Joined: Sat 04-10-2004 7:33PM Posts: 3 Location: I-44. Someone gave me a quarter.
Source: VPN
Question: Woiuld anyone be interested in running a BitTorrent tracker on campus, allowing people to share their "stuff" via BT? Could be useful for when, say, Half-Life 2 actually releases, or whenever the next "cool thing" stumbles along that would suck dry the bandwidth of any single computer trying to host it.
For those who think I'm playing big brother, a BT tracker is the server that coordinates BT clients in file transfers, and it's what BT clients connect to when they try to start snagging .torrents.
I can't run the tracker, myself, as I'm off campus as of this semester and you guys don't want a tracker running off of 512Mb synchronous cable internet over VPN. For that same reason, I'd prefer playing morroccas filled with nitroglyceren in a room filled with TNT over trying to grab files from on campus.
But I still think it'd be a good idea for anyone with a spare Linux box laying around.
If any compscis or ISTs read this, you might even try making a tiny utility that helps our less technicially-oriented friends in the job of making a .torrent and setting themselves up with the tracker.

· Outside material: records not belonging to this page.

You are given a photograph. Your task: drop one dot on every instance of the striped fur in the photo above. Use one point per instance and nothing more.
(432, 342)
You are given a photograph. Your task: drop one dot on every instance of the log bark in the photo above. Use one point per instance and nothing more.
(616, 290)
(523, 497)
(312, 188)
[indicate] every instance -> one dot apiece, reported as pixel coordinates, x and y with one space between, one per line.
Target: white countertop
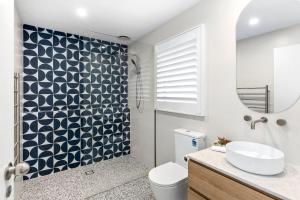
285 185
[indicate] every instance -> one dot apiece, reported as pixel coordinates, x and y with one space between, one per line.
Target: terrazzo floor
117 179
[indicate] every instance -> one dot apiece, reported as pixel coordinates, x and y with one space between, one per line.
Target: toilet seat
168 175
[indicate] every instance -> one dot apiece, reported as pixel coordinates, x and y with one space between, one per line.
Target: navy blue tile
75 101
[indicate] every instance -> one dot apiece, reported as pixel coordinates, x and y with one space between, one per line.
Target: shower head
135 63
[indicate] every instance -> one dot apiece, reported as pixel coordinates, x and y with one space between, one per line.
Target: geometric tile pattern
75 101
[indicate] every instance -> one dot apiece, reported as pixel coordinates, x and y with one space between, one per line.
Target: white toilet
170 180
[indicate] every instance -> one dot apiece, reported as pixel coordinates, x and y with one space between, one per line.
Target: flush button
194 142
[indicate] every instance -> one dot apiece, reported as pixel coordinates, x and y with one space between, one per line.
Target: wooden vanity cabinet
208 184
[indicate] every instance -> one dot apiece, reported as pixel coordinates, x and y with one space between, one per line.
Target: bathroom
85 113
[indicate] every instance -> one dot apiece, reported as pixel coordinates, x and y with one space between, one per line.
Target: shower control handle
20 169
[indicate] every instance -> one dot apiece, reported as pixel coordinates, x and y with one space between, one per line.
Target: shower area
76 118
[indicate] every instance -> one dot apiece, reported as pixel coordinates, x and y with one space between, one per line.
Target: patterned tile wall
75 101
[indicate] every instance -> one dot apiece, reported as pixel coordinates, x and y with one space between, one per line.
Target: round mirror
268 55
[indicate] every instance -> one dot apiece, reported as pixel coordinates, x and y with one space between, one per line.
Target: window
180 73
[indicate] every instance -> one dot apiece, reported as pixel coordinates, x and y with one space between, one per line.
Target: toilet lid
168 174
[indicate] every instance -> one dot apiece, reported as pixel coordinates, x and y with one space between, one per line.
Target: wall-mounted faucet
254 122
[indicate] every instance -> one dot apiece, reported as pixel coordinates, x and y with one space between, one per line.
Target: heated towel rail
255 98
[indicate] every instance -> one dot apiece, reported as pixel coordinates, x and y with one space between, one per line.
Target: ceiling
273 15
133 18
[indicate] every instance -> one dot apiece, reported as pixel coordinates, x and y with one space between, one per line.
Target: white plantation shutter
180 73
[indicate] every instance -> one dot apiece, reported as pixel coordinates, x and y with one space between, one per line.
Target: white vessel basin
255 158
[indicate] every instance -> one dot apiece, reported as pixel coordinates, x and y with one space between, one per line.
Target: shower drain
90 172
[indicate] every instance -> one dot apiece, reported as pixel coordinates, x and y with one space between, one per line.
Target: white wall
142 124
6 89
225 111
18 68
255 57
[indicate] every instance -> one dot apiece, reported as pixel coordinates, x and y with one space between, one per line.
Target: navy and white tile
75 101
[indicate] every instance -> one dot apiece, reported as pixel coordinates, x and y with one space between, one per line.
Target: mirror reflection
268 55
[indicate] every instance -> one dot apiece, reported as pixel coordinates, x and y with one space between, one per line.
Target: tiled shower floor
117 179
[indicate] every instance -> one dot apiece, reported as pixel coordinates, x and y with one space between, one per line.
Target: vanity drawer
192 195
216 186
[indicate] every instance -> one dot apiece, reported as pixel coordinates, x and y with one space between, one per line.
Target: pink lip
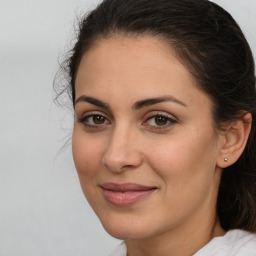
125 194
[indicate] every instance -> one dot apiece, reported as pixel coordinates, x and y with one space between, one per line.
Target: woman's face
143 143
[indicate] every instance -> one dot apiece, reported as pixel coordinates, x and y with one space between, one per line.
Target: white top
234 243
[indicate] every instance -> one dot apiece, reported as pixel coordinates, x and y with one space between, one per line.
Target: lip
125 194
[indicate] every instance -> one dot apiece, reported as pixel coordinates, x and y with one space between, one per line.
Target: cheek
184 158
87 155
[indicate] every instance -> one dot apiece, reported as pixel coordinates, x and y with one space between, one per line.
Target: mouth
125 194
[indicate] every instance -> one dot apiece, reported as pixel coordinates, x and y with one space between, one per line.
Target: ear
234 140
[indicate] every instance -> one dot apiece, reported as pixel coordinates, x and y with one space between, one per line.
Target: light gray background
42 209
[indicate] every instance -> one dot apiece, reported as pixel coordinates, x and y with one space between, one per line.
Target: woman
164 131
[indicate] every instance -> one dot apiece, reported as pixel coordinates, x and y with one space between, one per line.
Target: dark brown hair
211 45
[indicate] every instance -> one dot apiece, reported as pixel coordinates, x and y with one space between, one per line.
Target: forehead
134 67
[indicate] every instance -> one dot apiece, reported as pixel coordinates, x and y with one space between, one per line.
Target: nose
122 152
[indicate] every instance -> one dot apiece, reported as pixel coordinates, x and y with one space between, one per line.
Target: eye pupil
160 120
98 119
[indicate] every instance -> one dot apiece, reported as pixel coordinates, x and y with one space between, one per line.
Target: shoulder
235 242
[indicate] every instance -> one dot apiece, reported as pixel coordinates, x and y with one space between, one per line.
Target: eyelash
169 121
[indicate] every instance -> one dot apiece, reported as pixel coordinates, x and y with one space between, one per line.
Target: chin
127 229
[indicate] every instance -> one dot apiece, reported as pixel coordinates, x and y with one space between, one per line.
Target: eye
159 121
94 120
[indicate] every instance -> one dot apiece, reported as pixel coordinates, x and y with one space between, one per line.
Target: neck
185 239
179 242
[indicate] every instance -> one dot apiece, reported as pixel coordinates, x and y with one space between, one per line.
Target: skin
179 158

_________________ Remember: Silly is a state of Mind, Stupid is a way of Life." -- Dave Butler
Joined: Sun 08-24-2003 3:47PM Posts: 1049 Location: Behind YOU!
Source: Kelly Hall
BT would help aleviate the bandwidth draw from any one computer when big things hit campus, like UT2K4 did last year. It's not a bad idea if you can limit it to UMR IP's only.
_________________ "Why is it that we must always choose between certain death and probable death?" ~ Clank, Ratchet and Clank Future: Tools of Destruction
BT would help aleviate the bandwidth draw from any one computer when big things hit campus, like UT2K4 did last year. It's not a bad idea if you can limit it to UMR IP's only.

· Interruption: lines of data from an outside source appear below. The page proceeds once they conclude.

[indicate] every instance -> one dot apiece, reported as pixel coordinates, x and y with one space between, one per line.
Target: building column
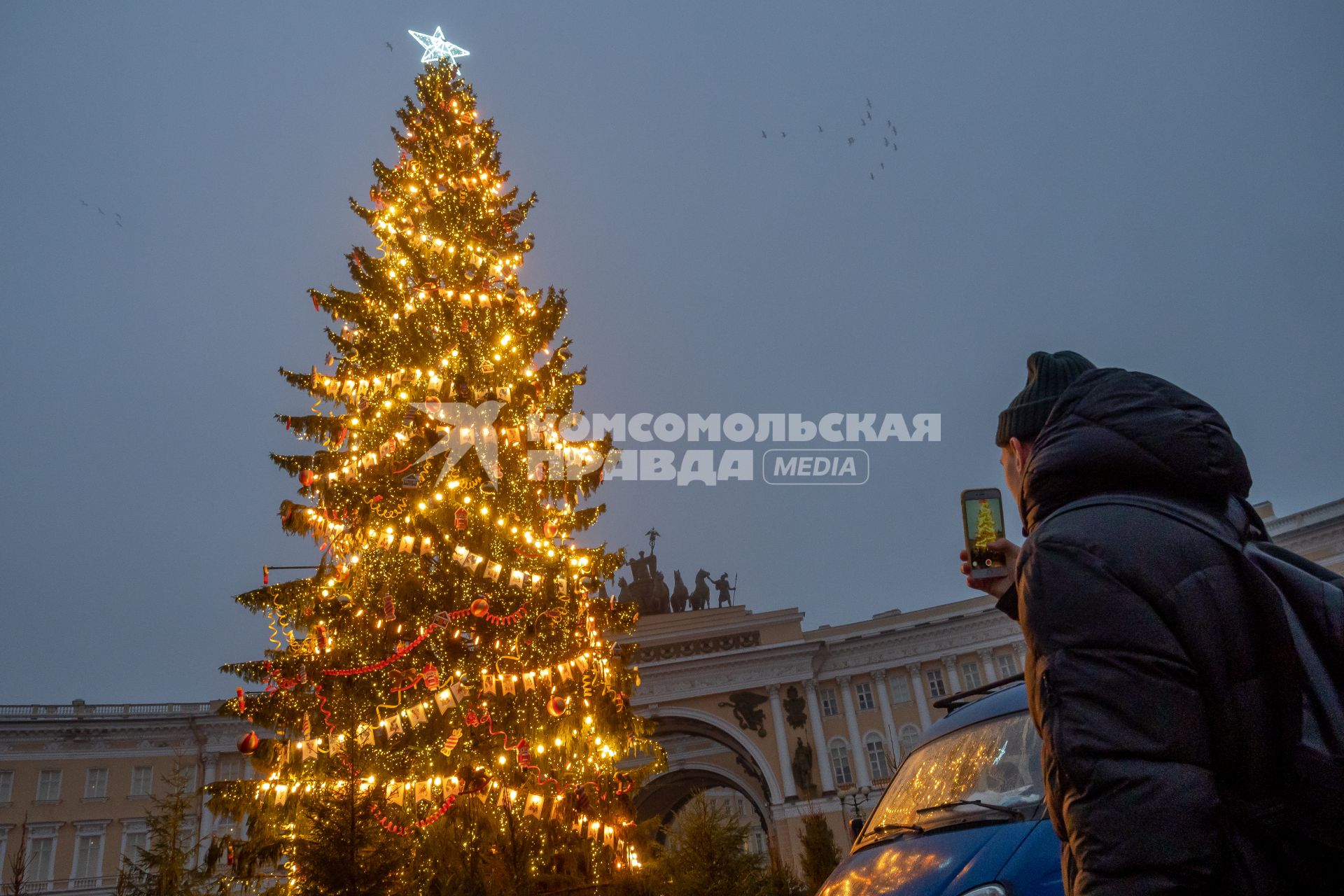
987 660
917 684
858 755
819 738
949 663
781 741
889 723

if its a linux box, iptables can handle that just fine
I've thought about it and it wouldn't be a bad idea, there's one problem
the best implementation would be if everybody just had pretty much all their shares on BT, but they would have to have a seperate torrrent for each. Then they would need to leave each torrent open.
So the idea works for a small amount of files like something that hits the campus netowrk (HL2 when it comes out. maybe) that would work
not a bad ides, just make sure you don't try to make it too many files.
I visited Texas A&M last year and they have a great system for handling local downloads on the network. They ran it all using a Directconnect hub. I was probably the best university setup I've ever seen. It would be a great way to do what you're talking about.